Zwischen den Streitteilen wurde ein Vergleich geschlossen, welcher auch eine Generalklausel enthielt, nach der sämtliche Ansprüche aus dem Arbeitsverhältnis bereinigt und verglichen sein sollten. Streitgegenständlich war im vorliegenden Verfahren, ob sich der Vergleich auch auf nicht abgeführte Sozialversicherungsbeiträge bezieht.

Bereits vor dem Abschluss des Vergleichs war die Frage der Nicht- bzw Nachentrichtung von Beiträgen zur SV des Kl Verhandlungsgegenstand der Streitteile, wurde aber im Vergleich nicht behandelt. Der Kl machte Schadenersatzansprüche auf Grund der unterbliebenen Anmeldung zur SV geltend, welche aber abgewiesen wurden. Im Revisionsverfahren behauptete der Kl auch die Mangelhaftigkeit des Berufungsverfahrens, da er die oben genannte Thematik im Zuge der Vergleichsverhandlungen erkennbar übersehen habe, ihm aber keine Gelegenheit zur Erörterung und Äußerung gegeben worden sei (§ 182a ZPO).

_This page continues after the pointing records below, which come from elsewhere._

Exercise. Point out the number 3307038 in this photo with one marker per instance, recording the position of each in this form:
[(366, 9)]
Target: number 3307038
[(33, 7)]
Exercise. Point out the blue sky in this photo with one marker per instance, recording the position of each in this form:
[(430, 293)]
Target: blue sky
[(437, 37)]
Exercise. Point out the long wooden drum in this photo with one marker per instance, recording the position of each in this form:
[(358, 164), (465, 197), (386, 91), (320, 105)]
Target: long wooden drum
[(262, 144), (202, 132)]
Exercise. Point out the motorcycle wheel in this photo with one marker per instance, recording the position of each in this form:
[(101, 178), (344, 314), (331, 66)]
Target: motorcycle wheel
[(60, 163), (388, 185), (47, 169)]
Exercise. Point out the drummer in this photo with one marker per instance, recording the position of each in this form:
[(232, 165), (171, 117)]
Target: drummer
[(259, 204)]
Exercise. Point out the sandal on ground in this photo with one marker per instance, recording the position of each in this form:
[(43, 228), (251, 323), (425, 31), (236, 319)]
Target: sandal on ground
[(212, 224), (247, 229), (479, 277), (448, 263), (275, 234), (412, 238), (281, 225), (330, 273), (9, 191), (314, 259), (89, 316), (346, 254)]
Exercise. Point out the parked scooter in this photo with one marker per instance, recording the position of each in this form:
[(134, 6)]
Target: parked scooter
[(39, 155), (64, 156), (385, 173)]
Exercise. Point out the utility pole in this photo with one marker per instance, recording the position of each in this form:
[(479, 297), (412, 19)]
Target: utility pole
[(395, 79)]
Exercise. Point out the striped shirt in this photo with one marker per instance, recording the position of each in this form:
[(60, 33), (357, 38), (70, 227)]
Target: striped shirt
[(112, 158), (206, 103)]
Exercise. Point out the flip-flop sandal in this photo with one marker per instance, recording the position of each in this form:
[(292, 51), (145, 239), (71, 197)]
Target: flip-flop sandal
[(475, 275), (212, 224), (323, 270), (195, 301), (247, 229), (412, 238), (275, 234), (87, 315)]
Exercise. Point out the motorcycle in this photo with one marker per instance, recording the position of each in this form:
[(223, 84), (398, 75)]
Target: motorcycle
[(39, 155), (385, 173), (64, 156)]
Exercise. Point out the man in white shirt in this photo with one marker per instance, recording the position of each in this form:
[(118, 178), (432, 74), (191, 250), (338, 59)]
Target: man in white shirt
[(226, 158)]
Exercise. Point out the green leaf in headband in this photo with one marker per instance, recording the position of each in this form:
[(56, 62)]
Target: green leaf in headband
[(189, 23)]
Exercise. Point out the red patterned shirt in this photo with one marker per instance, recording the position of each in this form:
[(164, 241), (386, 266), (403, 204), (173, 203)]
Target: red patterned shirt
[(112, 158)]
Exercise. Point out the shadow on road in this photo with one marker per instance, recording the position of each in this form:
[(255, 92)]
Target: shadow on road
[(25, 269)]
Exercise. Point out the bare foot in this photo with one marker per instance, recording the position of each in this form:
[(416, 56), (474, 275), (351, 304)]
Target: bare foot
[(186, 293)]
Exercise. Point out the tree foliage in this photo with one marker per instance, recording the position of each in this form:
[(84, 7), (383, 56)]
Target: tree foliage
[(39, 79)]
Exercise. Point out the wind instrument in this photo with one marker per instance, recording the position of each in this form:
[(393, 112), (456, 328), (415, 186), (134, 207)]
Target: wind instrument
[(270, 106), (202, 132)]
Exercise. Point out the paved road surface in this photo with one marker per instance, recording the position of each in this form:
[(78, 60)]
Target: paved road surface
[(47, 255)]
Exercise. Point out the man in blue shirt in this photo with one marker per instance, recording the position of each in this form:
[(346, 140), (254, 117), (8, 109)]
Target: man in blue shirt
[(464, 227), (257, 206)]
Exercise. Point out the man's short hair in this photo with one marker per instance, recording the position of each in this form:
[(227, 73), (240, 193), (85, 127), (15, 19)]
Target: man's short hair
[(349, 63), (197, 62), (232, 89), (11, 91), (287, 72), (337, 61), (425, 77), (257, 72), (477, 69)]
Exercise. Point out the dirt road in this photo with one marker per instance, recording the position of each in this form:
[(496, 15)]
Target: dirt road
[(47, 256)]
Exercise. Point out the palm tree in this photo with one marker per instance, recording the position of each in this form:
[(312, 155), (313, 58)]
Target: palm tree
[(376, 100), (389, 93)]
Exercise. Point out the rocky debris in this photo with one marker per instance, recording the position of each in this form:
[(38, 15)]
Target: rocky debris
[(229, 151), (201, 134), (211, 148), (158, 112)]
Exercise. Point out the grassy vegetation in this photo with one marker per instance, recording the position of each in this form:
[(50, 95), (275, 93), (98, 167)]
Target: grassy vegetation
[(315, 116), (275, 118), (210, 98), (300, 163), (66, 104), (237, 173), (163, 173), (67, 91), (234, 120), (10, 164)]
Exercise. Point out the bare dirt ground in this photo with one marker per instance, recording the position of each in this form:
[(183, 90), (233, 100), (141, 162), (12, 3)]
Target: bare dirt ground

Der OGH wies die außerordentliche Revision des Kl zurück und hielt fest, dass die behauptete Mangelhaftigkeit des Berufungsverfahrens nicht vorliegt. Die Bekl hat sich bereits in erster Instanz ausdrücklich auch auf die Bereinigungswirkung des zwischen den Parteien abgeschlossenen Vergleichs berufen. Dem Kl war es daher möglich, seinen Prozessstandpunkt dementsprechend zu überprüfen und allenfalls weitere Konsequenzen zu ziehen. Die Gerichte sind auch nach § 182a ZPO nicht verpflichtet, eine Partei zur Erörterung eines Vorbringens zu zwingen, dessen Schwächen bereits der Prozessgegner aufzeigte.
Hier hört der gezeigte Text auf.